The ASX-listed group said the sites identified during the review as requiring “onerous lease provisioning and/or fixed asset impairment” included Berkshire Independent, Ashtead, Mount Stuart, Croydon, Renacres and Clifton Park hospitals, Berkshire Independent and Ashtead accounted for £60 million net of tax of the provision, of the circa £75 million total.
Ramsay managing director, Craig McNally said that notwithstanding the positive tariff adjustment in the UK, which came into effect in April 2018, NHS demand management strategies are having a significant negative impact on volumes despite the significant and increasing number of people in the UK awaiting treatment.
“While the funding boost for the NHS announced this week by the UK Prime Minister is a positive step, we do not anticipate immediate benefits for us and expect operating conditions in the UK to remain challenging in the medium term,” he said.
There is no impairment on the goodwill of the UK business, and are non-cash in nature. The charge will be excluded from Ramsay’s core NPAT for the 2018 financial year not effect its final dividend for FY18.
However, Ramsay said it has also experienced weaker growth rates in procedural work and inpatient admissions in its Australian operations in recent months, as well as delays in the rollout of the Ramsay Pharmacy franchise network.

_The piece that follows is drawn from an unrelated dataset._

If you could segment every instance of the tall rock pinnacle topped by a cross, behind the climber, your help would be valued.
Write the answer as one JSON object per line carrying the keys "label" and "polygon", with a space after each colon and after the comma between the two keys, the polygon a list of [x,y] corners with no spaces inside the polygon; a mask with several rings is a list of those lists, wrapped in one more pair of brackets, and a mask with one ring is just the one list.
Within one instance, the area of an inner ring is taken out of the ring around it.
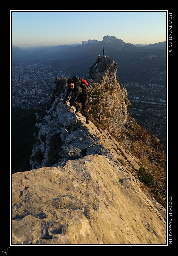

“Having just received disappointing May results, and with no material improvement anticipated for June, Ramsay advises that its FY18 Core EPS growth is now expected to be approximately 7% compared to the guidance of 8% to 10% previously provided in conjunction with the release of its results for the six months ended 31 December 2017,” McNally said.

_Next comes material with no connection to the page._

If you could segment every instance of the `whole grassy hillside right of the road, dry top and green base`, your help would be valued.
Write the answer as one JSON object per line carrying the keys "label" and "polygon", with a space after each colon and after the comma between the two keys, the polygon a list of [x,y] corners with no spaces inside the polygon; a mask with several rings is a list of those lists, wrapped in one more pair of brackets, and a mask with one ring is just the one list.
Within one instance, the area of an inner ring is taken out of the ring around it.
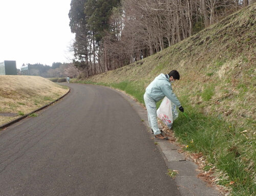
{"label": "whole grassy hillside right of the road, dry top and green base", "polygon": [[[189,118],[174,123],[187,150],[216,167],[219,184],[233,195],[255,193],[256,4],[153,56],[84,83],[110,85],[143,103],[146,86],[160,73],[178,70],[173,89]],[[231,183],[230,183],[231,182]]]}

“In the meantime, we continue to focus on operational efficiency improvements in our UK business, which have included a restructure in recent months, as well as focusing our efforts on building our non-NHS business.
“Ramsay expects operating conditions in both the UK and Australia to remain challenging.
“In addition to the recent slowdown in the UK, we are also facing more challenging market conditions in Australia with lower growth in procedural work and inpatient admissions, which has adversely impacted case mix in our Australian hospitals. Given the current climate around private health insurance and affordability, we expect this trend will continue into FY19,”
McNally said the group would continue investing upgrading facilities, and to invest strategically in brownfield expansions.